Spain sold €3.37 billion, or $4.9 billion of debt, with the average yield on the benchmark 10-year bond rising to 5.47 percent from 5.16 percent last month. The auction met with strong demand and was at the top end of its target. That was an improvement on a Treasury bill auction on Monday, when Spain barely managed to meet its minimum target despite offering higher rates to investors.
Portugal also had to offer higher rates in the sale of €1 billion of short-term Treasury bills, but met its target and drew strong demand. Analysts suggested that the result will encourage the Portuguese Treasury to sell more short-term debt while its bailout talks continue.

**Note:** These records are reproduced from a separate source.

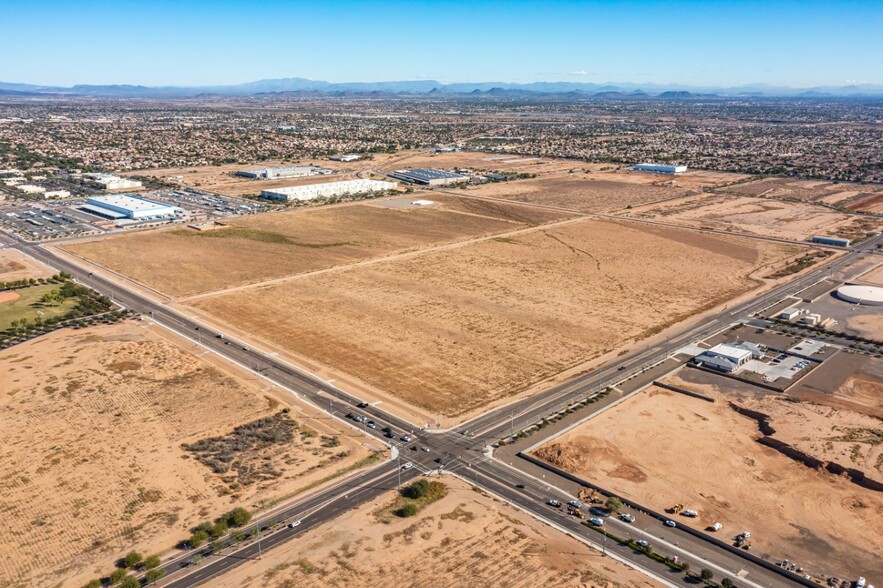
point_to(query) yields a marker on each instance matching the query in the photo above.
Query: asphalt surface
(463, 451)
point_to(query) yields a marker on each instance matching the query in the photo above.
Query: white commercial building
(311, 191)
(661, 168)
(112, 183)
(728, 357)
(125, 206)
(272, 173)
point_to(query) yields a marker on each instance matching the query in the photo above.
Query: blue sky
(722, 43)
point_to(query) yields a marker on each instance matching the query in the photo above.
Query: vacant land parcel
(537, 303)
(262, 247)
(661, 448)
(464, 539)
(93, 425)
(769, 218)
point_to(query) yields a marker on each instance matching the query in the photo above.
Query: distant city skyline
(198, 43)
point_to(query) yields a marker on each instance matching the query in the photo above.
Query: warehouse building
(126, 206)
(275, 173)
(112, 183)
(346, 157)
(728, 357)
(428, 177)
(661, 168)
(830, 241)
(311, 191)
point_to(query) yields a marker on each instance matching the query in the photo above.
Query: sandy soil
(15, 265)
(539, 303)
(661, 448)
(875, 276)
(92, 425)
(786, 220)
(464, 539)
(853, 196)
(261, 247)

The bond auctions came amid worries that the financing difficulties of ailing euro economies are far from resolved — even those of countries already rescued, like Greece. Athens received a €110 billion bailout last year but may still have to restructure its debt because of the unsustainable cost of repaying investors at double-digit interest rates.

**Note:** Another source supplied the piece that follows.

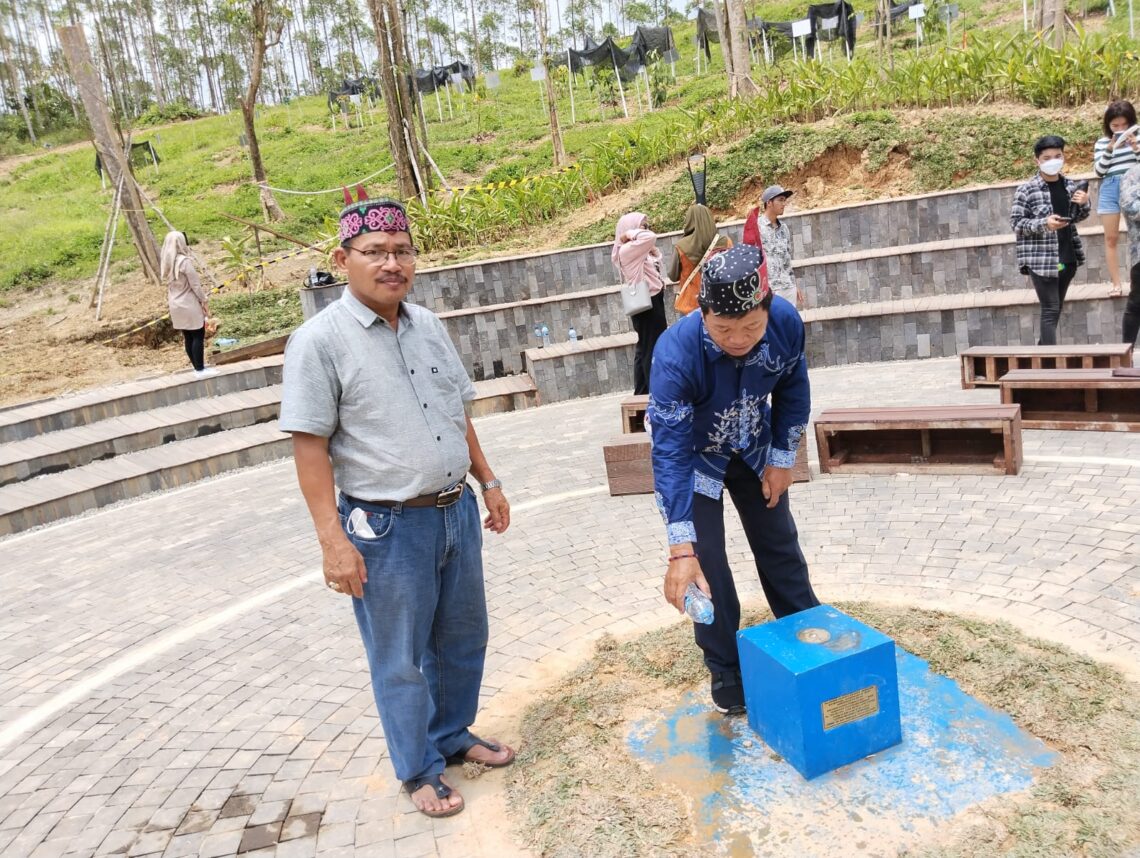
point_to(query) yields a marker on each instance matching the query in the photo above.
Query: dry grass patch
(578, 791)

The Greek finance minister, George Papaconstantinou, on Wednesday again ruled out such a move, saying it held “huge dangers for Greece, for Greek banks, for households,” Bloomberg News reported. But such statements have failed to persuade investors.
Meanwhile, strong gains in last weekend’s elections in Finland by nationalist politicians, who are skeptical about having to bail out fellow euro members, have raised concerns about completing the €80 billion rescue package requested by Portugal. In the Portuguese auction Wednesday, yields for six-month bills rose to 5.53 percent from 5.12 percent at the last auction on April 6.

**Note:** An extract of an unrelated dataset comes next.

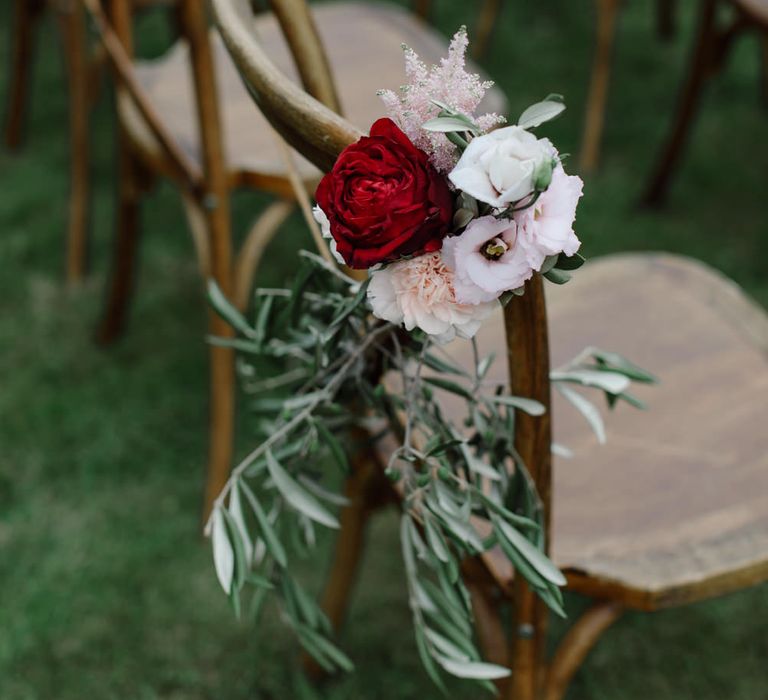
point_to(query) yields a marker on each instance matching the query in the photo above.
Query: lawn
(106, 589)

“The costs of funding are up sizably as a result of the spillover effects from Greek restructuring talks, and this might reignite contagion fears,” Chiara Cremonesi, a fixed-income strategist at UniCredit, wrote in a note to investors regarding Spain and Portugal. “The good news is that demand was healthy, and this will reassure investors.”
Market sentiment has seesawed in the past months amid diverging signals from European politicians about their willingness to provide further financing to countries that have already requested a rescue and prepare for possible additional bailouts. In particular, any bailout of the Spanish economy, which is bigger than that of Greece, Ireland and Portugal combined, could put the survival of the euro in question.
At its previous auction of 10-year bonds, for instance, the Spanish Treasury managed to lower slightly its borrowing costs after a mid-March agreement by European leaders to strengthen the European Financial Stability Facility available to rescue troubled economies, as well as allow the facility to purchase government debt in some conditions.
Since then, however, the European political landscape has become more fragmented because of the fall of the Portuguese government and the Finnish election result.
Officials from the International Monetary Fund, the European Commission and the European Central Bank arrived in Lisbon last week to start negotiating the terms of a bailout. Their goal is to complete a deal by mid-May, before the general election scheduled for June 5. June is also the month when Portugal faces its toughest refinancing hurdles of the year.